Le dossier a été perdu, lors de sa transition entre un expert et le Palais de justice. Faut-il incriminer ce dernier ? Faut-il incriminer la poste ou l'expéditeur ? Je me garderai bien de me prononcer. Il n'empêche que la Cour de justice n'a pas spécialement cherché à savoir ce qu'il en était; elle s'est simplement contentée de constater la disparition du dossier.

S'agissant d'un dossier constitué sur des bases matérielles, l'on pourrait peut-être se satisfaire de cette réponse. Quand il y a mort de personne, cette réponse est légère, ainsi que l'a relevé le Tribunal fédéral.

Le Tribunal fédéral a encore relevé autre chose. Il dit que des zones d'ombre subsistent dans la succession des complications qui ont entouré l'accouchement de Mme Moulin. Il y a donc des difficultés et des points qui n'ont pas été éclaircis.

Vous comprendrez qu'il n'appartenait pas aux membres de la commission de dire si la justice a mal fait son travail, si le dysfonctionnement provient de l'hôpital, de la justice, ou bien des deux, ou encore d'ailleurs. Nous avons simplement eu le sentiment que dans un tel cas, il aurait fallu que le citoyen, aux prises avec une situation extrêmement difficile, puisse recourir à une instance ad hoc.

Or force est de constater que nous n'avons pas su où l'envoyer pour déposer son recours, puisque nous avons voulu respecter le principe de la séparation des pouvoirs.

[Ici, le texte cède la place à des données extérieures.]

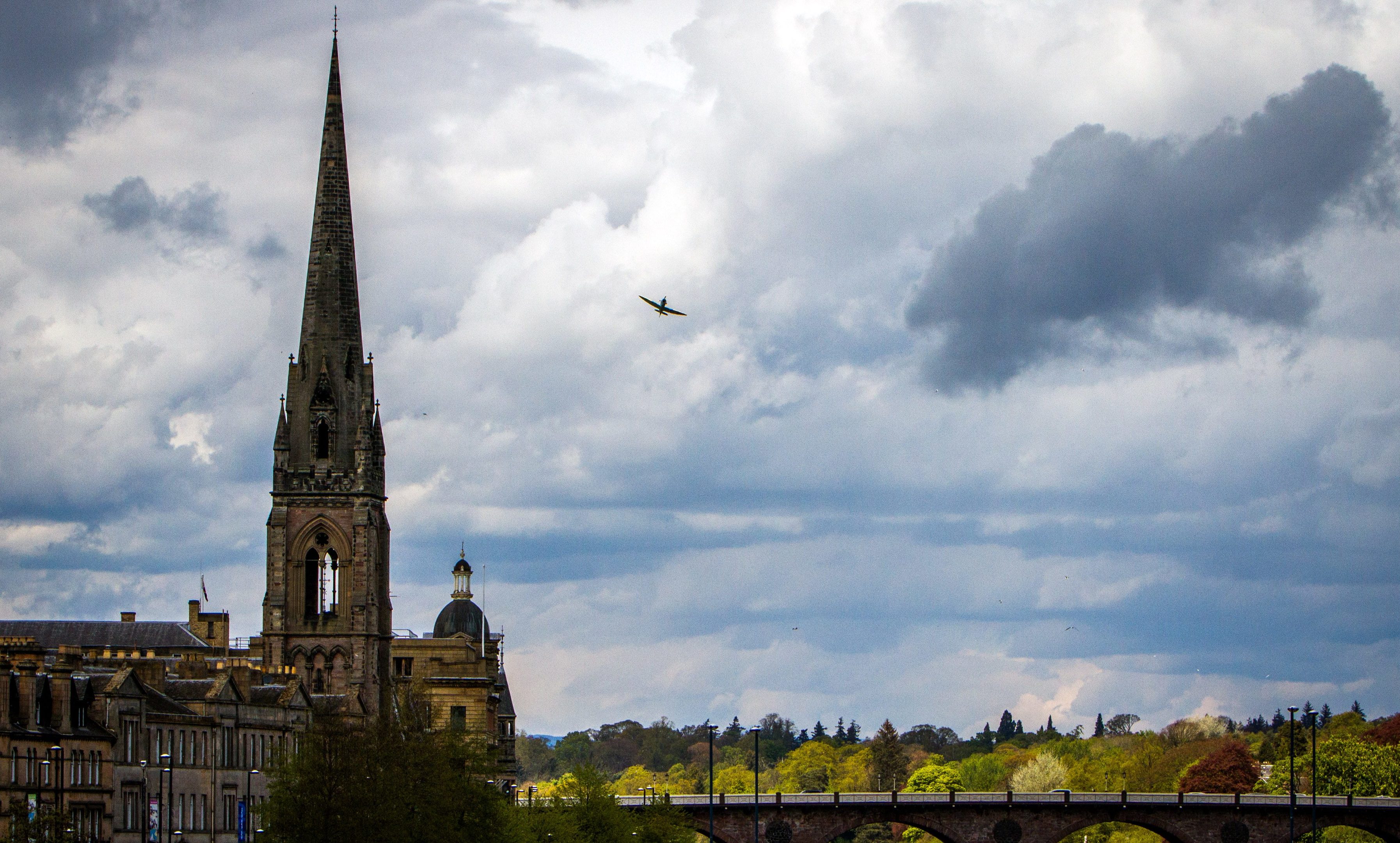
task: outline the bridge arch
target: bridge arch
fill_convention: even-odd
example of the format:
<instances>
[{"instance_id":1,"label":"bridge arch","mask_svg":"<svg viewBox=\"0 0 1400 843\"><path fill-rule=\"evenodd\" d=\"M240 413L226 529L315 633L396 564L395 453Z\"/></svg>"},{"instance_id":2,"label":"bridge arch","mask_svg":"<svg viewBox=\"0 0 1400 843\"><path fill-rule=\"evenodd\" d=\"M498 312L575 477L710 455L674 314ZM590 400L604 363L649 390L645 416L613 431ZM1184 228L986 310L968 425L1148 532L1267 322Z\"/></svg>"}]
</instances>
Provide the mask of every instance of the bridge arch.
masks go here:
<instances>
[{"instance_id":1,"label":"bridge arch","mask_svg":"<svg viewBox=\"0 0 1400 843\"><path fill-rule=\"evenodd\" d=\"M1121 823L1131 825L1140 829L1152 832L1154 835L1166 840L1166 843L1222 843L1219 839L1214 840L1197 840L1194 835L1187 835L1184 830L1176 828L1173 823L1162 822L1158 816L1144 816L1140 814L1123 814L1123 812L1093 812L1089 815L1079 815L1061 826L1057 826L1054 832L1046 836L1044 840L1037 843L1060 843L1065 837L1082 832L1084 829L1092 829L1093 826L1105 823ZM1233 843L1233 842L1229 842ZM1253 843L1253 842L1250 842ZM1390 843L1389 840L1386 843Z\"/></svg>"},{"instance_id":2,"label":"bridge arch","mask_svg":"<svg viewBox=\"0 0 1400 843\"><path fill-rule=\"evenodd\" d=\"M935 840L939 840L939 843L969 843L967 840L963 840L960 835L948 830L946 828L944 828L937 822L931 822L925 816L909 816L909 818L902 816L895 822L918 829L925 835L932 835Z\"/></svg>"},{"instance_id":3,"label":"bridge arch","mask_svg":"<svg viewBox=\"0 0 1400 843\"><path fill-rule=\"evenodd\" d=\"M1306 808L1305 807L1299 807L1299 809L1298 809L1298 821L1294 825L1295 825L1295 829L1296 829L1295 835L1294 835L1294 839L1295 840L1308 840L1308 836L1312 835L1312 818L1306 814ZM1330 839L1331 835L1327 835L1327 836L1322 835L1322 832L1326 832L1327 829L1338 829L1338 830L1340 829L1347 829L1347 830L1352 830L1352 832L1362 832L1362 835L1369 835L1371 836L1371 839L1368 840L1362 835L1355 835L1355 840L1345 840L1345 843L1375 843L1376 839L1379 839L1382 843L1400 843L1400 836L1397 836L1396 833L1393 833L1390 829L1383 829L1383 828L1371 826L1371 825L1358 825L1358 823L1354 823L1354 822L1334 822L1330 818L1324 819L1323 816L1317 818L1317 832L1319 832L1319 837L1322 837L1322 839L1320 840L1313 840L1312 843L1334 843Z\"/></svg>"}]
</instances>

Le Tribunal fédéral ayant pris une décision assez ferme en l'occurrence, la sagesse voudrait que l'on renvoie ce dossier à la commission judiciaire... (Exclamations, chahut.)... pour que les gens compétents qui y siègent puissent apprécier s'il y a eu ou non application des principes de justice minimaux. Je vous rappelle qu'il ne s'agit pas d'une affaire financière au premier chef, mais, en priorité, d'un cas humain. C'est cet aspect-là qui nous a retenus, parce qu'étant le plus important. (Chahut.) Merci à ceux des bancs d'en face qui semblent dire que la vie n'a guère d'importance !

M. Bernard Lescaze (R), rapporteur. J'aurais mauvaise grâce à m'opposer au renvoi de la pétition à la commission judiciaire. Je tiens cependant à dire que cette commission ne pourra se renseigner que sur la manière dont le dossier médical a disparu au Palais de justice. Il est maintenant prouvé qu'il n'est plus à l'hôpital, qu'il a été en main de la justice et je ne voudrais pas qu'en renvoyant cette pétition à la commission judiciaire on suscite de faux espoirs.

De toute façon, l'arrêt du Tribunal fédéral des assurances est clair. D'autres expertises devront être analysées. La justice poursuivra son cours, et la commission judiciaire pourra, en effet, s'interroger sur la façon dont certaines pièces sont conservées ou non au Palais de justice. A ce moment-là, les remarques de M. Ferrazino devront être prises en compte.

Mise aux voix, la proposition de renvoyer ce rapport à la commission judiciaire est adoptée.